Time and Memory Efficient Viterbi Decoding for LVCSR using a Precompiled Search Network

Daniel Willett, Erik McDermott, Yasuhiro Minami, Shigeru Katagiri

NTT Communication Science Laboratories, Japan

In this paper, we present our recently developed time-synchronous speech recognition decoder, which adopts the idea of representing the search space of Large Vocabulary Continuous Speech Recognition (LVCSR) in a single precompiled network.
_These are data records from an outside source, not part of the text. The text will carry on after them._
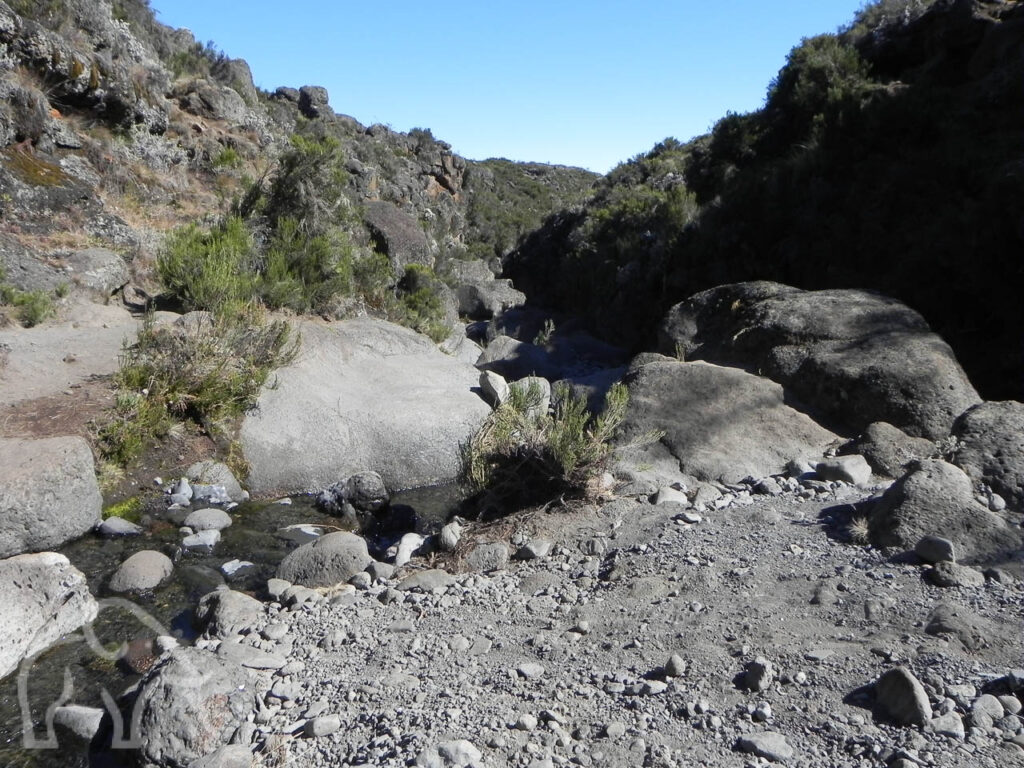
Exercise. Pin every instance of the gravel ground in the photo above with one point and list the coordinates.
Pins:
(642, 640)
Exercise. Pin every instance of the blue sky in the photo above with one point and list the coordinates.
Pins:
(578, 83)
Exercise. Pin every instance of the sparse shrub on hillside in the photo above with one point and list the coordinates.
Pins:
(31, 307)
(508, 200)
(303, 272)
(209, 269)
(308, 185)
(420, 305)
(883, 15)
(206, 375)
(520, 457)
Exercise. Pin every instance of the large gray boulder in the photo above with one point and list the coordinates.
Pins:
(98, 269)
(223, 612)
(854, 356)
(313, 101)
(44, 598)
(889, 449)
(937, 499)
(143, 570)
(991, 448)
(720, 423)
(331, 559)
(363, 394)
(48, 493)
(210, 99)
(484, 299)
(189, 706)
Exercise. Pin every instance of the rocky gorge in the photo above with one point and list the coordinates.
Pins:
(804, 549)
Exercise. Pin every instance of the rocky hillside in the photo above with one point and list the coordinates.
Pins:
(887, 157)
(116, 129)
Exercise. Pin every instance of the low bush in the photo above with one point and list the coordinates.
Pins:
(521, 456)
(31, 307)
(420, 305)
(209, 269)
(206, 374)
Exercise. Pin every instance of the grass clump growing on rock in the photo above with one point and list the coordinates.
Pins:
(31, 307)
(522, 456)
(206, 373)
(129, 509)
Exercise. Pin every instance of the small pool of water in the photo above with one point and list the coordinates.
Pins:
(252, 537)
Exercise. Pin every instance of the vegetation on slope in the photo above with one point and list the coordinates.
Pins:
(888, 156)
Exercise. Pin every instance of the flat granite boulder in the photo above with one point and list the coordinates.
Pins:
(937, 499)
(853, 356)
(720, 423)
(363, 394)
(44, 598)
(48, 493)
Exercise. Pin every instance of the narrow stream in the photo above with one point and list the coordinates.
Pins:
(252, 537)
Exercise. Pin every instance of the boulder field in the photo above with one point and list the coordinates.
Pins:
(774, 572)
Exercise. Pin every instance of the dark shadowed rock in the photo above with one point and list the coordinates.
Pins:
(397, 235)
(189, 706)
(902, 697)
(211, 99)
(768, 744)
(143, 570)
(720, 423)
(991, 449)
(235, 73)
(224, 612)
(48, 493)
(936, 498)
(44, 598)
(331, 559)
(313, 101)
(889, 449)
(854, 356)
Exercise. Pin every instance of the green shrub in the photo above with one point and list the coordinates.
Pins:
(227, 158)
(303, 272)
(308, 185)
(521, 457)
(420, 305)
(209, 269)
(32, 307)
(129, 509)
(206, 374)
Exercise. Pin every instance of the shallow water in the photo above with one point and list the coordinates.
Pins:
(251, 537)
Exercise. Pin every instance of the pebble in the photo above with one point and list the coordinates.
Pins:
(901, 695)
(204, 541)
(760, 674)
(676, 666)
(768, 744)
(614, 729)
(208, 519)
(526, 722)
(323, 726)
(117, 526)
(530, 670)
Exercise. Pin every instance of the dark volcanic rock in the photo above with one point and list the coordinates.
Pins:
(854, 356)
(720, 423)
(397, 235)
(991, 449)
(936, 498)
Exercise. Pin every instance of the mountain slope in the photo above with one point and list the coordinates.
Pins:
(888, 157)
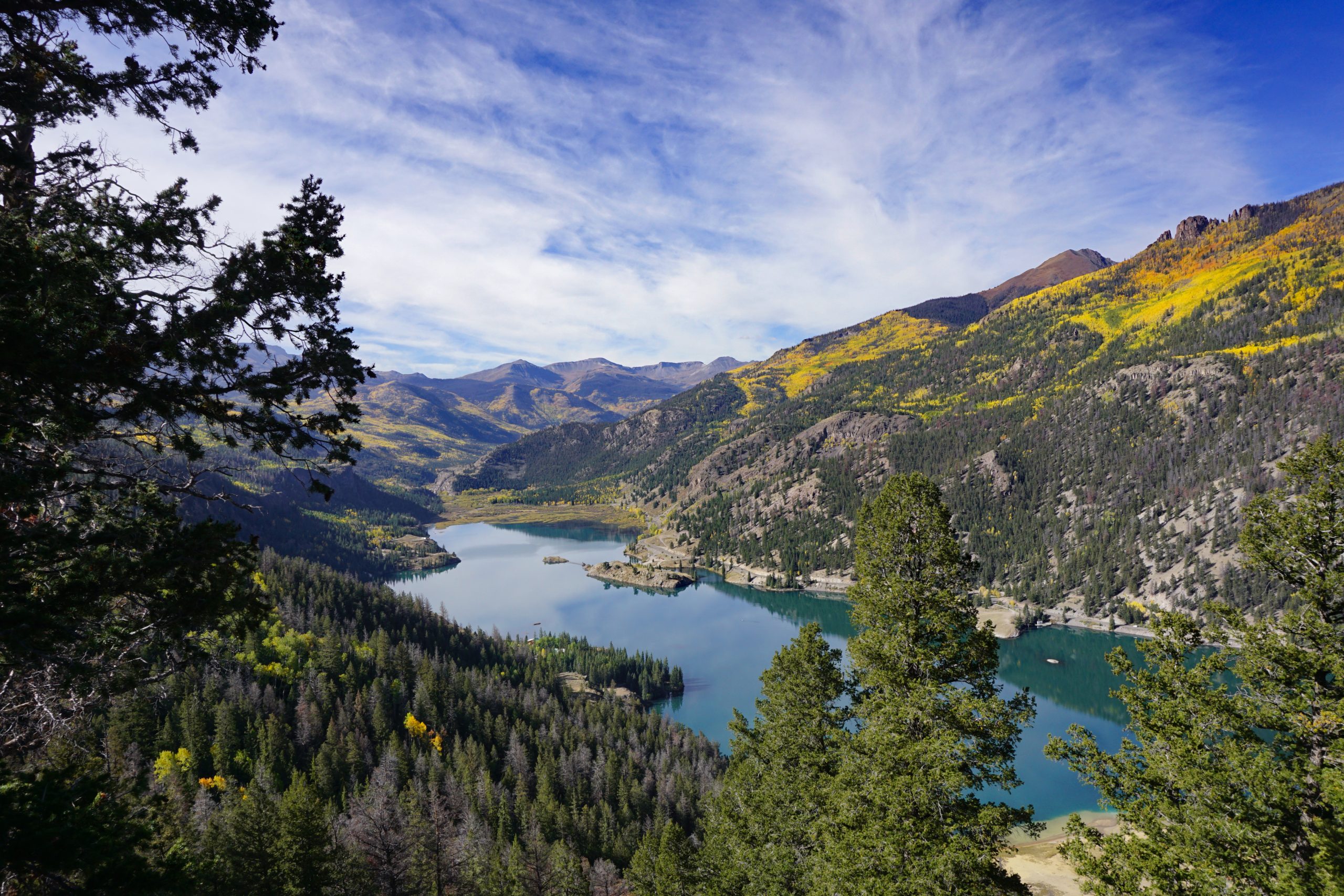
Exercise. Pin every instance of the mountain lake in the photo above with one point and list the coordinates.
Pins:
(723, 636)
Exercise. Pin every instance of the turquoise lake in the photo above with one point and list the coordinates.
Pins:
(723, 637)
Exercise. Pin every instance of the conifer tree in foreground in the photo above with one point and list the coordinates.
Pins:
(764, 828)
(933, 729)
(1234, 785)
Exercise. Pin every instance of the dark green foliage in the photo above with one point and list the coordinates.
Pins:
(1233, 785)
(62, 828)
(932, 726)
(385, 747)
(764, 828)
(131, 340)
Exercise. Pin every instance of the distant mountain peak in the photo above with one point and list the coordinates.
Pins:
(522, 373)
(1054, 270)
(960, 311)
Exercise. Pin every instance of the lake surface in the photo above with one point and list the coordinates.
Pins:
(725, 636)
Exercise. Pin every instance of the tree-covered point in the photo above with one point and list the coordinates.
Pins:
(869, 781)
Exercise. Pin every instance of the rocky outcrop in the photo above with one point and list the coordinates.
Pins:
(850, 428)
(1193, 227)
(639, 575)
(999, 479)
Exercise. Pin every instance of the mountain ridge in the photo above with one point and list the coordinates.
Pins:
(1128, 413)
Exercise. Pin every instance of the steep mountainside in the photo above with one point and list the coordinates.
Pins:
(1097, 437)
(416, 425)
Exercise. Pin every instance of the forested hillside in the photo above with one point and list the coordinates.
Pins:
(1096, 438)
(358, 742)
(416, 425)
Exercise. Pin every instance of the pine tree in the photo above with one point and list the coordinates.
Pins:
(1234, 785)
(933, 729)
(762, 830)
(306, 847)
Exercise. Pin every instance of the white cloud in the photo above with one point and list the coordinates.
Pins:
(555, 182)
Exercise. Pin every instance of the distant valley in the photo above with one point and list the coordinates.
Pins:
(416, 425)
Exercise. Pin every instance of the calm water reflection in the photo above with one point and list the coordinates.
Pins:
(723, 637)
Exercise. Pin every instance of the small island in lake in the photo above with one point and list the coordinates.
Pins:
(639, 575)
(418, 553)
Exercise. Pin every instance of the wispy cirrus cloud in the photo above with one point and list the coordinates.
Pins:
(666, 182)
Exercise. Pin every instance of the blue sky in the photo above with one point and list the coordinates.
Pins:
(682, 181)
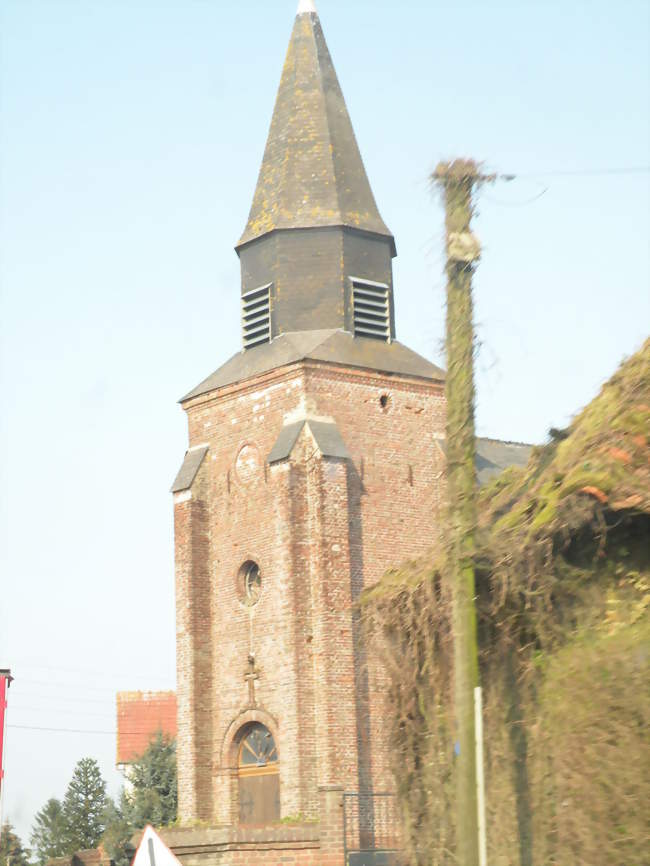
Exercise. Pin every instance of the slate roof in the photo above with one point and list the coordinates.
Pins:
(190, 466)
(140, 715)
(335, 346)
(312, 173)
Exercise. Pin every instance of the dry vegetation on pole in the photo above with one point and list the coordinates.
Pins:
(563, 604)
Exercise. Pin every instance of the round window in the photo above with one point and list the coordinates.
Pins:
(249, 583)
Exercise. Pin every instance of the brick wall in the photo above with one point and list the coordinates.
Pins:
(321, 530)
(315, 844)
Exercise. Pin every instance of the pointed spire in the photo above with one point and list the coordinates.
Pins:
(305, 7)
(312, 174)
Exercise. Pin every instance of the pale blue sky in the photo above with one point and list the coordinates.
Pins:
(131, 136)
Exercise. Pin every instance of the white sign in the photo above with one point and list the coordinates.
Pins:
(152, 851)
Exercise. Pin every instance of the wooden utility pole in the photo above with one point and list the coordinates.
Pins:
(458, 181)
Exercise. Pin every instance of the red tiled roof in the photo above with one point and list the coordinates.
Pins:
(140, 715)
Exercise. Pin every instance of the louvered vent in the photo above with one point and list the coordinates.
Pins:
(256, 316)
(371, 309)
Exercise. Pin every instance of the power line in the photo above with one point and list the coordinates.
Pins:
(579, 172)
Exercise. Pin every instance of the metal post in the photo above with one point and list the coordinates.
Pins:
(5, 682)
(480, 778)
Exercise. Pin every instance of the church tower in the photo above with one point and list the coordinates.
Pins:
(312, 467)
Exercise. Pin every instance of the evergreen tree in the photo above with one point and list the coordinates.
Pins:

In particular, we outline our approaches for time and memory efficient Viterbi decoding in this scenario. This includes reducing the fast memory needs by keeping the search network on disk and only loading the required parts on demand. Evaluations are carried out on a difficult Japanese LVCSR task which involves a back-off trigram language model and full cross-word dependent triphone acoustic models. Time and memory efficiency enables the real-time Viterbi decoding of entire lecture speeches in a single time-synchronous pass with a search error of less than 1%.

Full Paper

Bibliographic reference.  Willett, Daniel / McDermott, Erik / Minami, Yasuhiro / Katagiri, Shigeru (2001): "Time and memory efficient viterbi decoding for LVCSR using a precompiled search network", In EUROSPEECH-2001, 847-850.